The CDC gave MCDPH and ASU a list of 29 communities within the county, which will be statistically representative of the entire county, the press release stated.

“This investigation will provide public health with really important information to help us understand when we can recommend relaxing social distancing and other strategies like mask requirements,” said Ms. Flanagan in a prepared statement. “Ultimately, we will use the information to help us all get safely back to normal.”

Residents of the 29 selected communities will receive a door hanger next week to notify them of their eligibility for participation, inform them of the goals of the project, what it involves and provide a way to get more information.

Volunteers from MCDPH and ASU will then visit those communities between Sept. 12-20, to invite residents to participate in the free antibody testing for the serosurvey.

If interested, residents will be able to answer questions about their health and prior exposures to COVID-19 outside their home or at a mobile clinic. Then, a sample will be collected, which will be tested for COVID-19 antibodies by Mayo Clinic. Participants will receive their test results by phone within 7-14 days of participation.

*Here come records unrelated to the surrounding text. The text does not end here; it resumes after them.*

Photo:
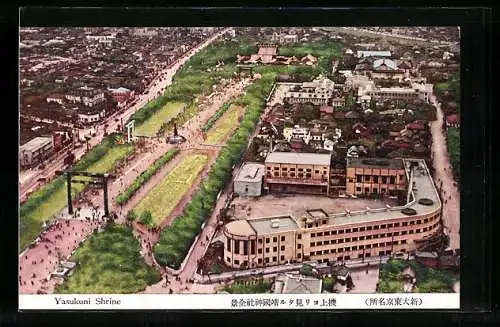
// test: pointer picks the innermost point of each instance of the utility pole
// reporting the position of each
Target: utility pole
(105, 186)
(70, 204)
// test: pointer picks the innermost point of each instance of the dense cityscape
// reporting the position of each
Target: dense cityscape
(239, 160)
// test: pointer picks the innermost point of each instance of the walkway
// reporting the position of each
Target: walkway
(444, 179)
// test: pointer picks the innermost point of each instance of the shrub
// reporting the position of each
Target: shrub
(176, 239)
(132, 215)
(109, 263)
(453, 142)
(146, 176)
(210, 123)
(146, 218)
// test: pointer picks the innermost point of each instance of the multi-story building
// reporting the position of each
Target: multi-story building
(297, 172)
(249, 179)
(88, 97)
(35, 151)
(372, 53)
(365, 176)
(368, 91)
(323, 237)
(318, 92)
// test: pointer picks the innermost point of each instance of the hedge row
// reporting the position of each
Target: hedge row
(210, 123)
(146, 176)
(453, 142)
(177, 238)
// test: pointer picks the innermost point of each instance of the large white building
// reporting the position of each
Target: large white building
(371, 53)
(318, 92)
(86, 96)
(368, 90)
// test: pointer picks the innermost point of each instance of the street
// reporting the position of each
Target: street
(444, 176)
(29, 183)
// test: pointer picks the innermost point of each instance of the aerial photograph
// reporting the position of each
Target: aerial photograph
(235, 160)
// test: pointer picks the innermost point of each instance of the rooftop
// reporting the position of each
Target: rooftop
(35, 144)
(268, 225)
(424, 200)
(299, 158)
(250, 172)
(375, 163)
(298, 284)
(240, 228)
(364, 53)
(424, 188)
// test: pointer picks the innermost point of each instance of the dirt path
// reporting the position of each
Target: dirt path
(444, 179)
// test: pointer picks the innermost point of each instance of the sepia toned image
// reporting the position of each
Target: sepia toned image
(317, 161)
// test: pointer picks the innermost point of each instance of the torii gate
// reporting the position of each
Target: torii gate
(97, 179)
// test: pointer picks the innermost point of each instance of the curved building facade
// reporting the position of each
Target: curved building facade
(341, 236)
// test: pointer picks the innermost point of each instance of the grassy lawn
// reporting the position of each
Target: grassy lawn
(109, 262)
(31, 224)
(224, 125)
(164, 197)
(151, 126)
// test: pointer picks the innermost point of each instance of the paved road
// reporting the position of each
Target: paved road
(444, 176)
(163, 80)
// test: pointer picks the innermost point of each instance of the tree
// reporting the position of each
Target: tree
(306, 270)
(132, 215)
(146, 218)
(308, 112)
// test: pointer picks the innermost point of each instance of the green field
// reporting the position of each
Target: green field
(224, 125)
(109, 262)
(164, 197)
(151, 126)
(58, 200)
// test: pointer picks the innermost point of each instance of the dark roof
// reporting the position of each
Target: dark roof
(452, 118)
(375, 163)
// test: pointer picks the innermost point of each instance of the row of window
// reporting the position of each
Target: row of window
(259, 260)
(383, 179)
(275, 249)
(354, 239)
(308, 170)
(375, 190)
(369, 228)
(300, 175)
(356, 248)
(275, 239)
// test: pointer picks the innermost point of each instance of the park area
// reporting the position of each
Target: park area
(151, 126)
(109, 262)
(166, 195)
(428, 280)
(250, 286)
(453, 142)
(224, 125)
(49, 200)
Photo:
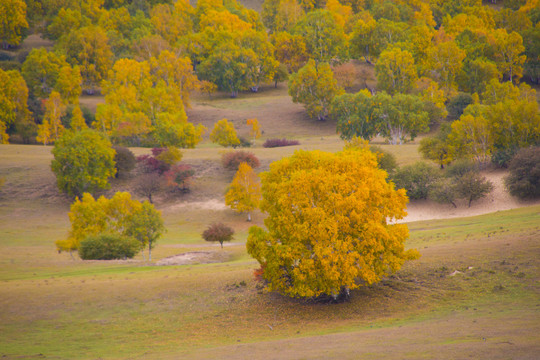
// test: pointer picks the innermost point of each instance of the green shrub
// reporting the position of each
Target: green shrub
(124, 159)
(460, 167)
(417, 179)
(524, 178)
(231, 160)
(473, 186)
(387, 161)
(218, 232)
(108, 247)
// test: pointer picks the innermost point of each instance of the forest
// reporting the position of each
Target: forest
(230, 178)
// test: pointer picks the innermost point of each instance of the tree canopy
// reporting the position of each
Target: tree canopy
(336, 234)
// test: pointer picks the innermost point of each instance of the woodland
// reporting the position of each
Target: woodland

All information will be kept confidential, and no government entity outside of public health will receive any information collected in the serosurvey. Maricopa County will destroy any specimens collected after the information is analyzed and the information will never be released with identifying information.

To keep volunteers and residents safe, volunteers will wear personal protective equipment, will not ask to enter residents’ homes, and will follow safety protocols.